Über den dünnen Fahrplan auf der einstigen Magistrale
(Berlin-Warschau-)Vilnius - Petersburg hatte ich mich schon vor 2 Jahren
beklagt. Damals fuhren freilich noch ein Zugpaar täglich und zwei weitere
jeweils jeden zweiten Tag. Nun ist es nur noch ein einziges in zwei Tagen.
Dieser Zug fährt an geraden Tagen um 16.20 aus Vilnius ab; der erste Zug
aus Kaliningrad kommt dort aber erst um 16.05 an. Dieser Anschluß wird
vermutlich meistens klappen, aber wenn nicht, so sitzt man zwei Tage fest.
Also Alternative Bus. Es gibt einen Nachtbus von Kaliningrad nach Riga.
Dort kann man gut den Tag verbringen und dann täglich(!) mit dem Nachtzug
nach Petersburg fahren. Dummerweise erwies dieser Bus sich lt. Angaben der
Königsberger Busbahnhofsschaltertante als ausgebucht. So blieb der Weg
über die Nehrung; was gegenüber dem Nachtbus kein direkter Zeitverlust
ist, nur mit weniger Rigaaufenthalt (zwei von uns kenne die Stadt auch
schon) und dafür mehr Bus am Tage.
Der Aufenthalt wird schließlich sogar nach kürzer als geplant: als wir
halb drei nachmittags Auf dem Busbahnhof zwischen Bahnhof und Markthalle
stellen wir fest, daß es eine Stunde später ist, als wir denken.
Vor den Markthallen herrscht reger Nachmittagsberufsverkehr.
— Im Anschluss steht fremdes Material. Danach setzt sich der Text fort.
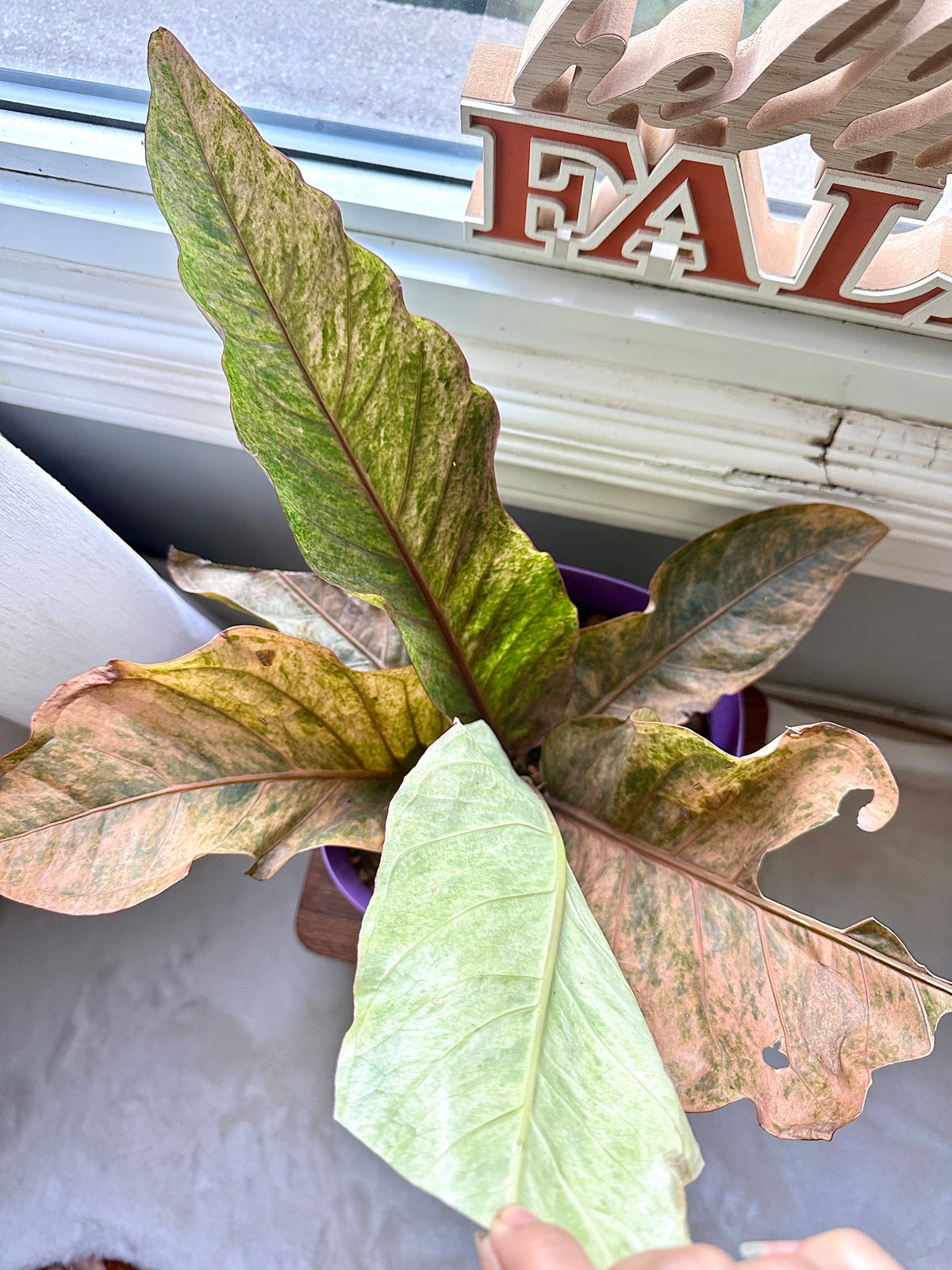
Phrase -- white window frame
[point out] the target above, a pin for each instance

Vor zwei Jahren war die Vermutung, hier herrschte OESZ ebenso falsch wie
heute die gegenteilige Annahme. Nun ist man wieder eine Stunde weiter als
in Litauen, keine gemeinsame Zeit mehr.
Lat tauschen, wohl die "teuerste" Währung in Europa. Ein Lat ist mehr wert
als ein britisches Pfund. Fahrkarten kaufen. Liegewagen nach Petersburg
kosten etwas über 20 Lat, 30 Euro. Das erfahren wir freilich erst nach
einer längeren Odysse über verschiedene Schalter.
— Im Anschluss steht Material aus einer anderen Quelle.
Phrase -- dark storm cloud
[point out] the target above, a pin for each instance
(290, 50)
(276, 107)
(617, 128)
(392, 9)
Stadt, in einer Parkanlage vor dem Freiheitsdenkmal findet sich ein
Biergarten mit was zu essen.
Straßenbahn gucken: Tatras mit Stangenstromabnehmer, Eisenbahnbrücke über
die Daugava besichtigen.
Ein typischer ER2-Triebwagen rumpelt über die Daugavabrücke in Riga.
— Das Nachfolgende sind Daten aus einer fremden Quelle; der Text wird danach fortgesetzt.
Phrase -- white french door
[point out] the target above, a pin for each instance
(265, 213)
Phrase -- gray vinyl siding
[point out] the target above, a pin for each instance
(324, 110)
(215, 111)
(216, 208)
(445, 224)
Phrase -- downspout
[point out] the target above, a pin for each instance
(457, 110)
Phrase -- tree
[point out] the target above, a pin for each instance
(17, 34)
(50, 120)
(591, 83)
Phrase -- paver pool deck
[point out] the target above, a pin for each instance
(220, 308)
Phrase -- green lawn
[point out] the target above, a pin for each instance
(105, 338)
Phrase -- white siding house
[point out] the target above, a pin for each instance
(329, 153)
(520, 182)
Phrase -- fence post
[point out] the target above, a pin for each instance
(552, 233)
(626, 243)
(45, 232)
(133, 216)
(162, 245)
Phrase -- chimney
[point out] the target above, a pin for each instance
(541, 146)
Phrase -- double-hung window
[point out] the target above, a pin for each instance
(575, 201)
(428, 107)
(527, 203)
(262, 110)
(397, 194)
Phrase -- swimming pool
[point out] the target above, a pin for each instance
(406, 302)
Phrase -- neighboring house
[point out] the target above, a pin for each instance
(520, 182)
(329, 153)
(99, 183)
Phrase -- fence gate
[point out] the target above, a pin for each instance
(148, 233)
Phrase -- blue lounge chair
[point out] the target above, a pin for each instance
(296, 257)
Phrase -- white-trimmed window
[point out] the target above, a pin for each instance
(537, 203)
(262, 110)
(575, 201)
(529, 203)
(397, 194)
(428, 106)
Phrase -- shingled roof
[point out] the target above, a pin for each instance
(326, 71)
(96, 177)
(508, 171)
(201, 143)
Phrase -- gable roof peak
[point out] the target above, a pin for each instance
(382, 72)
Infrastruktur nutzen: Karten schreiben, die
russische Post soll angeblich überhaupt nicht funktionieren (stimmte
zumindest bei uns nicht), Internet (grausig langsam). Bahnhof besichtigen
Zug mit Großdiesellok TEP70. Lettischer Wagenpark; die üblichen russischen
Weitstreckenwagen in neuer Farbgebung.
Unser Liegewagen erweist sich als platzkartnyi, also als Wagen mit offenen
Abteilen. Ich hatte zwar "Kupe", was für die vierer Abteile steht,
jedenfalls auf Russisch, gesagt, aber entweder gabs keine oder man
verstand mich nicht. Egal, die Gesellschaft ist nicht sonderlich störend,
und solange der Wagen nicht sehr voll ist, ist
InterCityNight-Talgo-Offenstall ist keinen Deut besser; man hat dort nur
weniger Platz. Florian und ich teilen uns ein "Abteil" mit Mutter und
Sohn, Russen;Thomas liegt neben an. Florian schlägt Abendessen im
Speisewagen vor (und ist dann von seiner eigenen Idee nicht mehr
begeistert und will gar nichts mehr essen, siehe oben) vor. Ich schon, muß
aber erstmal fragen, ob sie Rubel nehmen. Man nimmt, aber für Bliny,
Pfannkuchen mit Kaviar (sicherlich keinem echten) für mich und keine 2
Lat, und Salat für Thomas und Florian reicht das lettische Geld gerade
noch.
Die russische Innovation im Nachtverkehr. Der Großraumliegewagen.
Der Zug Riga-Petersburg fuhr früher über Valga - (Estland) - Petschory
(Rußland) nach Pskow. Heute gehts auf der Strecke Richtung Moskau bis
Rezekne und von dort auf die Strecke Vilnius-Petersburg. Beide Strecken
kreuzen sich nicht im Bahnhof, sondern in freier Wildbahn; Rezekne hat so
zwei Bahnhöfe, an jeder Strecke einen. Der Zug macht in Rezekne 1 (an der
Moskauer Strecke) Kopf und fährt dann über eine Verbindungskurve auf die
andere. Rezekne 2 wird nur von dem Zugpaar Vilnius-Petersburg alle zwei
Tage je Richtung angefahren, sonst gibt es dort nichts mehr im
Personenverkehr, auch keine Regionalzüge.
Irgendwann nach Mitternacht die Grenzkontrolle. Wecken. Läuft aber alles
recht glatt, bis auf einen russischen Zöllner, der die Zollerklärung sehen
will. Ich versuche zu erklären, daß wir nie eine bekamen, da nimmt er ein
Zollerklärungsformular , trägt gar keinen Namen ein, sondern einfach nur
"<200 Dollar" und verschwindet wieder.
Über die Frage, ob er nun wiederkommen wird, zerbreche ich mir nicht zu
lange den Kopf, weil ich schnell wieder einschlafe.